Sunday Synth Jam: Keyboardist Peter Adams shared this video, which captures a live Eurorack modular synth performance.
Adams is a LA-based keyboardist and has played with Belinda Carlisle of the GoGos, ABC and others. Here, though, his performance goes in a very different direction.
Here’s what he has to say about the technical details:
This is a performance with the same patch from my Hotel Cafe show 2/5/19.
The main oscillators are the QuBit – Nebulae, Noise Engineering – Loquelic Iteritas and Mutable Instruments -Warps. The Nebulae is being processed by Clouds. Warps is being modulated by the 2hp LFO, and the LI is basically heard straight out of the module into a VCA, and is being played by a 5 note sequence.
Additionally, you’ll hear some field recordings from the Expert Sleepers – Disting, and a bit of the analog oscillator from the Life Forms – SV1, being sent into channel 2 of Warps.

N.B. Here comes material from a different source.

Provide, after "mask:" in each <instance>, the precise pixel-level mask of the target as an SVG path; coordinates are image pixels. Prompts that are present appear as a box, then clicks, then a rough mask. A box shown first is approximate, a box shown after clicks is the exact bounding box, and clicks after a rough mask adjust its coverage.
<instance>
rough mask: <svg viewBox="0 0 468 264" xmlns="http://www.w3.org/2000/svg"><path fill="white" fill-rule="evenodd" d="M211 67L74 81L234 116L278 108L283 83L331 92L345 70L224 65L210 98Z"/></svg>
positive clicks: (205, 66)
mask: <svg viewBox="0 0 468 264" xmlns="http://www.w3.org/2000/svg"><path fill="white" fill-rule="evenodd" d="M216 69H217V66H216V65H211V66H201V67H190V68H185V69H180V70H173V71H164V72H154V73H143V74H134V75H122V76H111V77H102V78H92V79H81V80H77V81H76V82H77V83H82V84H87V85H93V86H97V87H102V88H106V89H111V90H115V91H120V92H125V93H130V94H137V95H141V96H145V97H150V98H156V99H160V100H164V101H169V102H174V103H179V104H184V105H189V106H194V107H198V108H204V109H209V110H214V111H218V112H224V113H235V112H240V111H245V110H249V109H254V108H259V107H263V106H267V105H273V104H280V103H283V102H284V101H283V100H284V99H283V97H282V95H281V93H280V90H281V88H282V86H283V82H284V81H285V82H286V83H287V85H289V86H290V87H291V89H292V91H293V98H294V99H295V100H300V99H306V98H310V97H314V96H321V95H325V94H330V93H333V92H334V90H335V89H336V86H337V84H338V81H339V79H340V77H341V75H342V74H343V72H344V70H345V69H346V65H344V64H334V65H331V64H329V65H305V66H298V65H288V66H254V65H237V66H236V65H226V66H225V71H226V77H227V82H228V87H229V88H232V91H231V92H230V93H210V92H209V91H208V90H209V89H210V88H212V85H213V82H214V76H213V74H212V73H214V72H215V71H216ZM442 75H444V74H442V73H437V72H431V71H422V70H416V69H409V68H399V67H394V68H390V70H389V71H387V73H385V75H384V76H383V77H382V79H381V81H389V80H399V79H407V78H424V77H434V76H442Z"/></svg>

Synapse, Chance, Pressure Points and QuantiZer are doing most of the work, and are working together.
The one thing you can’t see in the video is a small mixer and a Strymon – Blue Sky pedal patched into the effects send.
That’s very cool , but I do not see what a modular set up can do which a daw with good plugins cannot do ?
Beside the pleasure to patch modules and turn some knobs and have a more impressive set up on stage than with a simple laptop with Ableton live in it , i fell that most of the time the music behind the sounds is very poor, made of short repetitive sequences which could be programmed in any daw in few minutes . It very often looks like a big dinosaur who give birth to a mouse .
You are absolutely correct and as equally wrong. Modular live performance is unique in electronic music. The “voice” of a live modular is unique to each rig and its human. There is something intriguing in watching and listening to these eurorack “hands” videos. The platform has an interesting community in itself made up of professional musicians, composers, audio engineers, artists, tech workers etc…and these, live “hand” videos have become sort of the defacto way of presenting the music created with the systems.
For many, myself included, it satisfies my life long love of synthesis unlike any DAW, plugin or controller could, though I do enjoy those tools but I still don’t consider a laptop, DAW and plugins a musical instrument as much as it is a tool. These modulars only do one thing…make bleeps and bloops…the challenge to the artist is to design and make these custom electronic instruments play something musical.
Obviously I have drank the kool-aid…
My rig is a small 96u system that uses all analog modules at this time. It is clunky and limiting at times… frustrating and maddening but it can also be meditative and very satisfying to play. I use a Arturia Beat Step Pro for sequencing my modular which I can wring two voices from…a TomCat and Jomox M.Base are off board percussion modules. Rack space and $$ are limiting factors in building out a self contained system.
Is it a serious music production/performance platform? Probably not so much. (but they are used by many bigtime EDM producers for sample/sound making) Do you learn and expand your knowledge of synthesis building one? Absolutely. Are people fascinated by them? 100% yes.
“That’s very cool , but I do not see what a modular set up can do which a daw with good plugins cannot do ?”
That statement reveals a lot about the scope of your knowledge of DAWs and modular synthesizers.
You are 100% right
I have the same feeling, a lot of times the depth of the music (or sounds) being produced (or generated) is not proportional to the amount of modular hardware.
He’s a Keyboard? Really?
Magnificent!
That was freaking awesome!
Very nice!!
Loved every minute of this. Soooo cool had to take some samples.
Chopped them up into 100, 200 and 400ms samples and then created
a bunch of longer playlists for some very interesting loops. Have seen
another of his videos doing a synth demo. Excellent player and really
nice to see him doing something so different. Enjoyed it very much.